11. Let f be entire with f(0)=1 and let r>0. Show that for some z with |z|=r we have
e^(-z)f(z) in [1,+oo[.
12. f is analytic on the open disc D((0,0),1) such that limit |f(z)| -> 1 as
|z| -> 1. Show that f(D) C D.
13. Suppose f and g are two entire functions such that |f(z)| <= |g(z)|. Prove that there exists c
in C, f(z)=c.g(z).
14. g <> id is holomorphic on the open disc D((0,0),1). Show that g has at most one fixed
15. Are there any functions f and g analytic on the closed disk D((0,0),1) and such that:
(a) for all n in N, f(1/n)=f(-1/n)=1/n^2
(b) for all n in N, g(1/n)=g(-1/n)=1/n^3
16. Suppose h is entire, h(0)=3+4i and |h(z)| <= 5 if |z|<1. Find h'(0).

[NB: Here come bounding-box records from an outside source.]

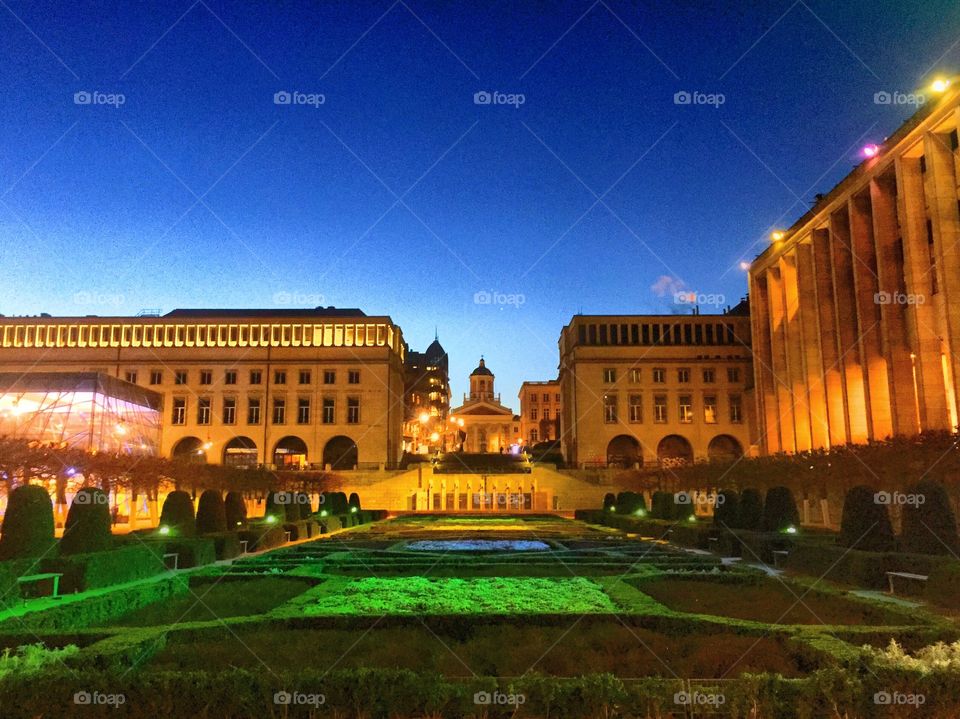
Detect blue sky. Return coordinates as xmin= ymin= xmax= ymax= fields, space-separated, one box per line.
xmin=0 ymin=0 xmax=960 ymax=405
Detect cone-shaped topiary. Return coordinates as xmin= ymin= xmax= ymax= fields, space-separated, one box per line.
xmin=760 ymin=487 xmax=800 ymax=532
xmin=60 ymin=487 xmax=113 ymax=554
xmin=900 ymin=479 xmax=958 ymax=554
xmin=0 ymin=484 xmax=54 ymax=559
xmin=837 ymin=485 xmax=895 ymax=552
xmin=197 ymin=489 xmax=227 ymax=534
xmin=737 ymin=488 xmax=763 ymax=529
xmin=713 ymin=489 xmax=740 ymax=528
xmin=160 ymin=490 xmax=196 ymax=537
xmin=223 ymin=492 xmax=247 ymax=529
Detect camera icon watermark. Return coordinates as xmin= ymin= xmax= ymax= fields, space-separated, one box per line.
xmin=473 ymin=90 xmax=527 ymax=110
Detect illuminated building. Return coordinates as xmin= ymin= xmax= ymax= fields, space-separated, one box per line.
xmin=450 ymin=357 xmax=520 ymax=453
xmin=0 ymin=307 xmax=404 ymax=469
xmin=560 ymin=302 xmax=754 ymax=467
xmin=750 ymin=81 xmax=960 ymax=453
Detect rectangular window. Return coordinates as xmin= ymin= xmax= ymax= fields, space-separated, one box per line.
xmin=703 ymin=394 xmax=717 ymax=424
xmin=223 ymin=397 xmax=237 ymax=424
xmin=653 ymin=394 xmax=667 ymax=424
xmin=170 ymin=397 xmax=187 ymax=424
xmin=347 ymin=397 xmax=360 ymax=424
xmin=247 ymin=397 xmax=260 ymax=424
xmin=730 ymin=394 xmax=743 ymax=424
xmin=197 ymin=397 xmax=210 ymax=424
xmin=603 ymin=394 xmax=617 ymax=424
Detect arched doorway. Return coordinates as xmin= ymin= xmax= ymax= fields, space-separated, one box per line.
xmin=171 ymin=437 xmax=207 ymax=464
xmin=273 ymin=435 xmax=307 ymax=469
xmin=607 ymin=434 xmax=643 ymax=469
xmin=707 ymin=434 xmax=743 ymax=462
xmin=223 ymin=437 xmax=257 ymax=467
xmin=323 ymin=434 xmax=357 ymax=469
xmin=657 ymin=434 xmax=693 ymax=467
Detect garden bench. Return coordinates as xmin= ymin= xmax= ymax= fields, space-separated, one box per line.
xmin=17 ymin=572 xmax=63 ymax=599
xmin=887 ymin=572 xmax=930 ymax=594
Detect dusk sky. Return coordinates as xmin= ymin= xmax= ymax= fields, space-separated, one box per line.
xmin=0 ymin=0 xmax=960 ymax=402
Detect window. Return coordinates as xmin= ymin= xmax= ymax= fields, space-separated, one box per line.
xmin=273 ymin=397 xmax=287 ymax=424
xmin=247 ymin=397 xmax=260 ymax=424
xmin=703 ymin=394 xmax=717 ymax=424
xmin=730 ymin=394 xmax=743 ymax=424
xmin=197 ymin=397 xmax=210 ymax=424
xmin=223 ymin=397 xmax=237 ymax=424
xmin=170 ymin=397 xmax=187 ymax=424
xmin=603 ymin=394 xmax=617 ymax=424
xmin=653 ymin=394 xmax=667 ymax=424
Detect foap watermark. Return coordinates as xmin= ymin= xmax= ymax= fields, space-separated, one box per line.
xmin=873 ymin=90 xmax=927 ymax=107
xmin=873 ymin=291 xmax=927 ymax=305
xmin=473 ymin=290 xmax=527 ymax=309
xmin=73 ymin=689 xmax=127 ymax=709
xmin=73 ymin=290 xmax=123 ymax=307
xmin=273 ymin=690 xmax=327 ymax=707
xmin=473 ymin=90 xmax=527 ymax=110
xmin=273 ymin=290 xmax=327 ymax=307
xmin=673 ymin=90 xmax=727 ymax=109
xmin=873 ymin=492 xmax=927 ymax=507
xmin=273 ymin=90 xmax=327 ymax=108
xmin=73 ymin=90 xmax=127 ymax=107
xmin=473 ymin=690 xmax=527 ymax=707
xmin=873 ymin=692 xmax=927 ymax=707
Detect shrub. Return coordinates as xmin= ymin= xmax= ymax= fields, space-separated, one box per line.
xmin=0 ymin=484 xmax=54 ymax=559
xmin=60 ymin=487 xmax=113 ymax=554
xmin=223 ymin=491 xmax=247 ymax=530
xmin=900 ymin=480 xmax=957 ymax=554
xmin=197 ymin=489 xmax=227 ymax=534
xmin=837 ymin=485 xmax=894 ymax=552
xmin=760 ymin=487 xmax=800 ymax=532
xmin=713 ymin=489 xmax=740 ymax=527
xmin=737 ymin=488 xmax=763 ymax=529
xmin=160 ymin=490 xmax=196 ymax=537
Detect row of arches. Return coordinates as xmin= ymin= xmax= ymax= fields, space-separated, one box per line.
xmin=607 ymin=434 xmax=743 ymax=467
xmin=171 ymin=435 xmax=358 ymax=470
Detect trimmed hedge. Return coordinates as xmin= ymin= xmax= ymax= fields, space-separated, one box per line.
xmin=59 ymin=487 xmax=113 ymax=554
xmin=0 ymin=484 xmax=55 ymax=559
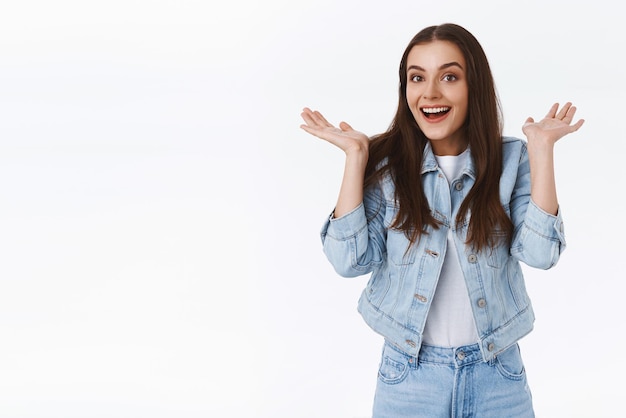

17. f is analytic and non identically zero on the closed disc D((0,0),1) such that |f(z)|<1 for
|z|=1. Prove that the equation f(z)=z^3 admits 3 solutions (counting multiplicities) on the open unit disc.
18. a_0 >= a_1 >= ... >= a_n > 0. Show that the equation
P(z)=a_0+a_1z+...+a_nz^n=0 has no zero in the open unit disc.
19. Suppose f is analytic on the open unit disc. Prove that there is a sequence (z_n) such that
|z_n|<1, |z_n| -> 1 and (f(z_n)) is bounded.
20. Find all the analytic functions f defined on the unit disk and satisfying:
f ''(1/n)+f(1/n)=0 for every natural integer n >= 2.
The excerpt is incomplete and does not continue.